The report stated that shorter-term forecasts also paint a similar picture expecting the weather to remain mild. Wednesday is expected to be particularly warm — temperatures in southwestern Finland may reach 8-10 degrees celsius.
Meanwhile snowfall in northern Finland was above average, according to the Finnish Meteorological Institute which said that the 'snow line' runs from Central Ostrobothnia to Pirkanmaa, Päijät-Häme, South Savo and the northern parts of South Karelia, while the west coast and the south are snow-free.
The ‘Black Christmas’ however made for a safer holiday season than usual according to a report by rural paper Maaseudun Tulevaisuus. The paper stated that the Automobile and Touring Club of Finland (ATCF), a nationwide association for private motoring in Finland, received roughly one quarter fewer calls for roadside assistance from members compared to last year's holiday season, thanks to the warmer weather.

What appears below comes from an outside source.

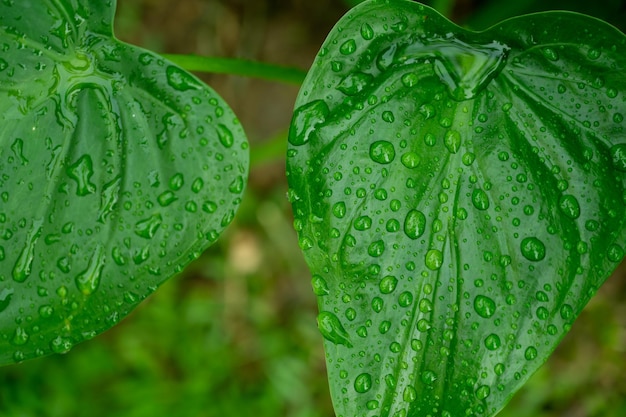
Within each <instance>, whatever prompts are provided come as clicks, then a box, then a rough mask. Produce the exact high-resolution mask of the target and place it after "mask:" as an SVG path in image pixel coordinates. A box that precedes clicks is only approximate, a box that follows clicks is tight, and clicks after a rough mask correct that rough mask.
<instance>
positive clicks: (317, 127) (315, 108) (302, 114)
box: [289, 100, 330, 146]
mask: <svg viewBox="0 0 626 417" xmlns="http://www.w3.org/2000/svg"><path fill="white" fill-rule="evenodd" d="M329 113H330V109H329V108H328V104H326V102H325V101H323V100H315V101H312V102H310V103H307V104H305V105H303V106H300V107H299V108H298V109H296V110H295V111H294V114H293V123H292V127H291V129H290V130H289V143H291V144H292V145H294V146H301V145H304V144H305V143H307V142H309V141H310V140H311V137H312V135H313V134H314V133H315V131H316V130H317V128H318V126H319V125H321V124H323V123H324V122H325V121H326V118H327V117H328V114H329Z"/></svg>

ATCF’s holiday service ‘Operation Snowflake’ which has volunteers helping drivers across the country during Christmas was on duty for the 51st consecutive year.
Finland’s passport ranking
Tabloid Iltalehti reported that Finland shares fourth place with Italy in the latest Henley Passport Index which ranks all the world’s passports according to the number of countries their holders can enter without a visa.
Japan's passport was listed as the world's most useful travel document with visa-free access to 191 countries, followed by Singapore and South Korea at 190 and 189 countries respectively.
Finnish passport holders can travel to 188 countries without a visa. The passport has dropped two places from the 2019 ranking where it shared the second place with Germany and South Korea.